Лев Троцкий. Революционер. 1879–1917 - Геогрий Чернявский
Шрифт:
Интервал:
Закладка:
2. Германия и Австрия
Из Лондона Лев отправился в Берлин. Там была назначена встреча с женой, которая вместе с младшим Левой должна была приехать из Петербурга [535] . Об этой договоренности, да и о самой встрече Троцкий пишет в воспоминаниях как о совершенно ординарном событии. Однако можно поражаться тому, что Наталья совершенно свободно получила возможность выехать за границу к своему супругу, который бежал с этапа по дороге на вечное поселение.
Троцкий был не единственным, кому удался побег. Вслед за ним из ссылки бежал Парвус, с которым был возобновлен контакт, правда теперь на иных началах. Парвус уже не был учителем, а Троцкий не был внимательным учеником. Оба они воспринимались известными социал-демократами. Парвус к тому же осуществил свою мечту: стал предприимчивым коммерсантом и разбогател. Как бизнесмен, он занялся изданием на немецком языке брошюры Троцкого «Туда и обратно». Троцкий решил написать к этому изданию предисловие. Но работа несколько затянулась, предисловие разрослось и в конце концов превратилось в большую книгу, в которую были инкорпорированы не только воспоминания о побеге, но и ряд статей о революции. В полном согласии с Парвусом Троцкий еще более четко проводил в этой работе свои идеи перманентной революции [536] .
Материально Троцкие жили весьма скромно. Сам он и Наталья в воспоминаниях никогда не конкретизировали вопрос о своем достатке. Все же встречаются упоминания, что иногда поступали сносные гонорары, главным образом из немецких изданий, а позже из газеты «Киевская мысль», но время от времени приходилось даже вещи в залог закладывать [537] .
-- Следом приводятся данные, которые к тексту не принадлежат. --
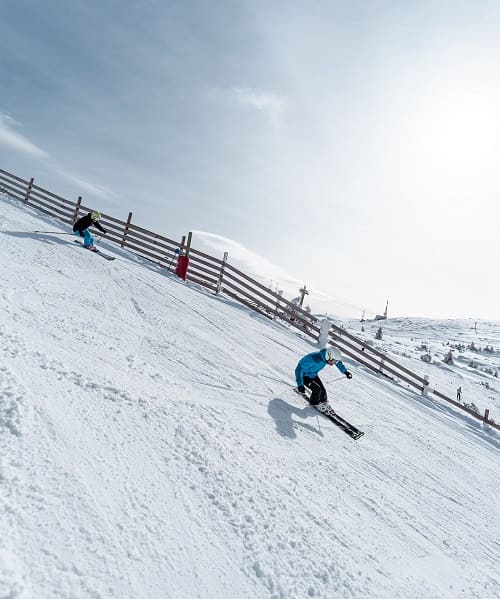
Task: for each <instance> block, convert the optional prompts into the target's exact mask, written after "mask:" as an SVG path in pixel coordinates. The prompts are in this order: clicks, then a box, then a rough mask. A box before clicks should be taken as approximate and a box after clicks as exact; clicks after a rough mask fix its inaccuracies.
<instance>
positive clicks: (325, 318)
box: [318, 318, 330, 347]
mask: <svg viewBox="0 0 500 599" xmlns="http://www.w3.org/2000/svg"><path fill="white" fill-rule="evenodd" d="M329 332H330V321H329V320H328V318H323V319H322V320H321V324H320V330H319V339H318V344H319V345H321V347H326V346H327V345H328V333H329Z"/></svg>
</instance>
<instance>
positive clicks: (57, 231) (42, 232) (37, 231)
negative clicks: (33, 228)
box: [33, 231, 74, 235]
mask: <svg viewBox="0 0 500 599" xmlns="http://www.w3.org/2000/svg"><path fill="white" fill-rule="evenodd" d="M33 233H44V234H48V233H51V234H55V235H74V233H62V232H61V231H33Z"/></svg>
В начале эмиграции, когда поддерживались близкие отношения с Парвусом, тот, безусловно, оказывал Троцкому материальную помощь. Характерно, что иногда супруги позволяли себе путешествия и отдых. В конце лета 1907 г. вместе с Парвусом они отправились в пешеходное путешествие по горной Швейцарии. «Дни были прекрасны, по утрам тянул холодок, мы пили молоко и воздух гор. Попытка наша с женой спуститься в долину без дороги едва не стоила нам обоим головы… Когда деньги оказывались на исходе – а это было периодически – Парвус или я писали спешно статью в социал-демократическую печать» [538] . Так было и в небольшом живописном городке Гиршберг в Богемии, где после швейцарского похода путешественники остановились на несколько недель и где Троцкий написал небольшую книгу о германской социал-демократии, которая была вскоре издана в России большевистским издательством [539] .
Троцкий высказывал мысль, которая могла показаться крамолой всем фракциям российского социалистического движения, ибо оно ориентировалось на германскую социал-демократию как на незыблемый образец для подражания. Он полагал, что в случае серьезных социальных потрясений германская партия со всей ее огромной бюрократической машиной центральных и местных организаций, прессы, клубов, женских и молодежных союзов, профессиональных объединений может оказаться не в авангарде революционного процесса и прогрессивных сил, а опорой консервативного порядка. Подобное критическое отношение Троцкого усилилось во время Штутгартского конгресса 2-го Интернационала, который состоялся 18 – 24 августа 1907 г. Здесь Троцкий входил в компактную группу левых социалистов. Он поддержал поправки, которые внесли совместно Мартов, Ленин и Р. Люксембург к проекту резолюции о войне. Уточненный текст звучал весьма революционно, в нем содержался призыв использовать возможный военный конфликт для того, чтобы попытаться осуществить завоевание власти пролетариатом.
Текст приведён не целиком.